Big Company, HR Policy

All netizens know very well that large IT companies have many wonderful, colorful and sometimes weird ways of keeping the camaraderie among its employees. It could wary from company to company but all of them have such programs, organized by the diligent HR department. Tours to exotic locations, cubicle decoration contents, weekly games, Network gaming (mostly RPG, FPS games) and such.

This concept really excites me, makes me feel it acts like a very good catalyst for the introverted uber geek developer to the bubbly ever-chatting marketing executive to get to know each other. Problem is, these events stay restricted to very large companies only. Events keep on shrinking based on your company's annual revenue. A big company will give gifts to all its employees on their birthdays, a small company will arrange a monthly cake cutting ceremony celebrating the birthdays of all the employees in that particular month, a smaller company will only celebrate the illustrious employees.

What I want to discuss here is: How does it work?

Does a company doing such exciting stuff with its employees become a major company? or

Does only a major company do such exciting stuff? or

It could be neither.

Even smallest of the small companies celebrate birthdays due to the scale of their operations. What pains me most is that the run of the mill middle level companies that are running on budget don't seem to be able to direct time, money and effort in this direction.

How important is boosting employee morale through such gatherings? Is it worth the investment?

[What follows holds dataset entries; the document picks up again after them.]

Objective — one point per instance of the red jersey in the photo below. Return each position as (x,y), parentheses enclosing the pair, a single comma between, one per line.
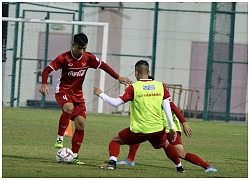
(73,71)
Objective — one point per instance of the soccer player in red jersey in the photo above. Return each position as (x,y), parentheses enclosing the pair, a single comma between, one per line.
(148,99)
(190,157)
(69,95)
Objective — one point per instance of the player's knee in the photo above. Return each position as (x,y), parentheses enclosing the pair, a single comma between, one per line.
(166,144)
(181,153)
(68,107)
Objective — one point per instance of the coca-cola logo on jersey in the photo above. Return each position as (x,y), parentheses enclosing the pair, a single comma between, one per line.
(77,74)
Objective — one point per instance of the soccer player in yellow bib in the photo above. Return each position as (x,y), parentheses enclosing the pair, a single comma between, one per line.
(190,157)
(147,99)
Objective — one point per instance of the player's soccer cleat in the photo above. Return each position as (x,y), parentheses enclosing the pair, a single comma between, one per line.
(180,169)
(125,162)
(77,161)
(110,166)
(59,144)
(210,169)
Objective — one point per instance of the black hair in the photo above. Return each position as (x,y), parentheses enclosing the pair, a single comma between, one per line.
(151,77)
(81,39)
(142,66)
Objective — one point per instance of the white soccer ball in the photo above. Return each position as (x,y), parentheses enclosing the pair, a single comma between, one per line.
(64,155)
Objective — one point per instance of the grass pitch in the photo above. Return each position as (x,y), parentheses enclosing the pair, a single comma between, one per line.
(28,138)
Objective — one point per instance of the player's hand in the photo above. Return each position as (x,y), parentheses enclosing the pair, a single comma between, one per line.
(172,132)
(125,81)
(187,130)
(44,89)
(97,91)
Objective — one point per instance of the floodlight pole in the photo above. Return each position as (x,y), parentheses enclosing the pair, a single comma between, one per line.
(104,57)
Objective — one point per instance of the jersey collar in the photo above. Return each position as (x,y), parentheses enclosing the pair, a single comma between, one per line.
(74,56)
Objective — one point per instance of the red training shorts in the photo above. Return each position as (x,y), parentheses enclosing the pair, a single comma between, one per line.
(79,104)
(178,138)
(157,139)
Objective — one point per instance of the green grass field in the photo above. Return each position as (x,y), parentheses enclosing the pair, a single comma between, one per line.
(28,137)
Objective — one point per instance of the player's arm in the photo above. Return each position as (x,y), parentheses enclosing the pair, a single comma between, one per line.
(45,74)
(111,72)
(187,130)
(53,66)
(112,101)
(167,110)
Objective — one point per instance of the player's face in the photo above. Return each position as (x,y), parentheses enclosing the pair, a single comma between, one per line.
(78,50)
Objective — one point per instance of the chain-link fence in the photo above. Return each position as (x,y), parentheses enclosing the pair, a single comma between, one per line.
(172,37)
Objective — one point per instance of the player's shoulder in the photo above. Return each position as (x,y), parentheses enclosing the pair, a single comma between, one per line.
(90,55)
(64,54)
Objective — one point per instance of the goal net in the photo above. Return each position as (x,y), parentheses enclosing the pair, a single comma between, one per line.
(31,44)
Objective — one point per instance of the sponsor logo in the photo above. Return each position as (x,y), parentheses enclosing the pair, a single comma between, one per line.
(84,64)
(148,87)
(149,95)
(76,74)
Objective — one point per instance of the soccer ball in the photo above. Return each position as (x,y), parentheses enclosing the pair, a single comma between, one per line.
(64,155)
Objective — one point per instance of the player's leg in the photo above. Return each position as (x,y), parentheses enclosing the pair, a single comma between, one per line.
(77,138)
(131,156)
(159,140)
(190,157)
(193,158)
(114,151)
(67,106)
(124,137)
(79,116)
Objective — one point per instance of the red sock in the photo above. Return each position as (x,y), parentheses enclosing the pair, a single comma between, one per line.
(132,151)
(172,154)
(196,160)
(63,123)
(77,140)
(114,148)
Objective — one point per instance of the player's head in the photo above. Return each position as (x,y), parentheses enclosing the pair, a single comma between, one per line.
(141,70)
(80,44)
(151,77)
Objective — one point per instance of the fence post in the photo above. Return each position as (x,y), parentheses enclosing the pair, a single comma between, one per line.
(14,59)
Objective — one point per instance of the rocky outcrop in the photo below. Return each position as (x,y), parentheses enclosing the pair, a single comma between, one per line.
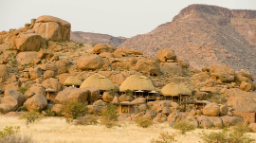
(52,28)
(89,62)
(28,42)
(71,94)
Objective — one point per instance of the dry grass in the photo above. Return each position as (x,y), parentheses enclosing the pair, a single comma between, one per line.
(56,130)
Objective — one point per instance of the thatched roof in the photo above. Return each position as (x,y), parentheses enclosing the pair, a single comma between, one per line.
(73,80)
(137,82)
(99,81)
(175,90)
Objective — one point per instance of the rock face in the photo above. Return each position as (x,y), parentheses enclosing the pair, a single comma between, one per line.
(52,28)
(28,42)
(13,98)
(166,54)
(37,102)
(52,83)
(89,62)
(211,110)
(92,38)
(202,45)
(72,94)
(26,57)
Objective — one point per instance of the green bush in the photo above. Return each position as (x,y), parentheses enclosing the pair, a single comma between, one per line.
(143,122)
(87,120)
(109,116)
(31,116)
(75,109)
(184,127)
(8,130)
(164,137)
(237,135)
(22,90)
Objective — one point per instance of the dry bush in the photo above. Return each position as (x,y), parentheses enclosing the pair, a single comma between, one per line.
(75,109)
(184,127)
(110,116)
(143,122)
(31,116)
(237,135)
(164,137)
(16,138)
(87,120)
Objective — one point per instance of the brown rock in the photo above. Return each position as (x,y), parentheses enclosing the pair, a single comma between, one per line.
(26,57)
(89,62)
(52,28)
(94,94)
(44,54)
(211,109)
(100,48)
(37,102)
(57,108)
(52,84)
(139,100)
(252,126)
(245,86)
(149,67)
(28,42)
(166,54)
(13,98)
(49,74)
(223,110)
(107,97)
(72,94)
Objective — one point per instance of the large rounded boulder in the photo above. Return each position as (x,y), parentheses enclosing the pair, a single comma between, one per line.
(37,102)
(90,62)
(211,109)
(52,28)
(72,94)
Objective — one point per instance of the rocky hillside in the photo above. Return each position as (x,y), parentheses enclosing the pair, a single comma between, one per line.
(205,35)
(95,38)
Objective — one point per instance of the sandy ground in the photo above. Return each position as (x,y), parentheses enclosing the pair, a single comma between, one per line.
(56,130)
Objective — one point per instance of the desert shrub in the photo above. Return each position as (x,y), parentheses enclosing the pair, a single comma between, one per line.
(31,116)
(49,112)
(8,130)
(237,135)
(16,138)
(184,127)
(143,122)
(22,90)
(75,109)
(109,116)
(164,137)
(87,120)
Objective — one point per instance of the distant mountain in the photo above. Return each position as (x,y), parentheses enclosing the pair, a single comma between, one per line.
(94,38)
(205,35)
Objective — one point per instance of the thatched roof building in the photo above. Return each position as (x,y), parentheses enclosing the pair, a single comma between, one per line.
(99,81)
(73,80)
(175,90)
(137,82)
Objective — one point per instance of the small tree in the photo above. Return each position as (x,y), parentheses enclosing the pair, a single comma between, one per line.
(109,116)
(184,127)
(31,116)
(129,92)
(164,137)
(75,109)
(143,122)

If yes, what could be the ways a really reluctant company spend the least amount of money and time to get the benefits of these events?

3 comments:

CD said...

Yes, big companies can afford to put some budget aside for such morale boosting events. Just yesterday we got a watch as a year closing gift. As for birthdays, for us its more the problem of time than money and once a month some 20-30 odd people together cut one single cake :(.

As for the various questions raised, I suggest you read the book "Good to Great" by Jim Collins. You will have most of your answers.

Unknown said...

@cd

Thanks dude

Zaman said...

Interesting thoughts. Our guys do a monthly cake+pizza party. More interesting ones are the Employee of the month/quarter/year where guys get cash awards +cake+pizza!!!

Size of the company should not matter as the spirit of the occasion and team building are important and surely such companies will keep growing.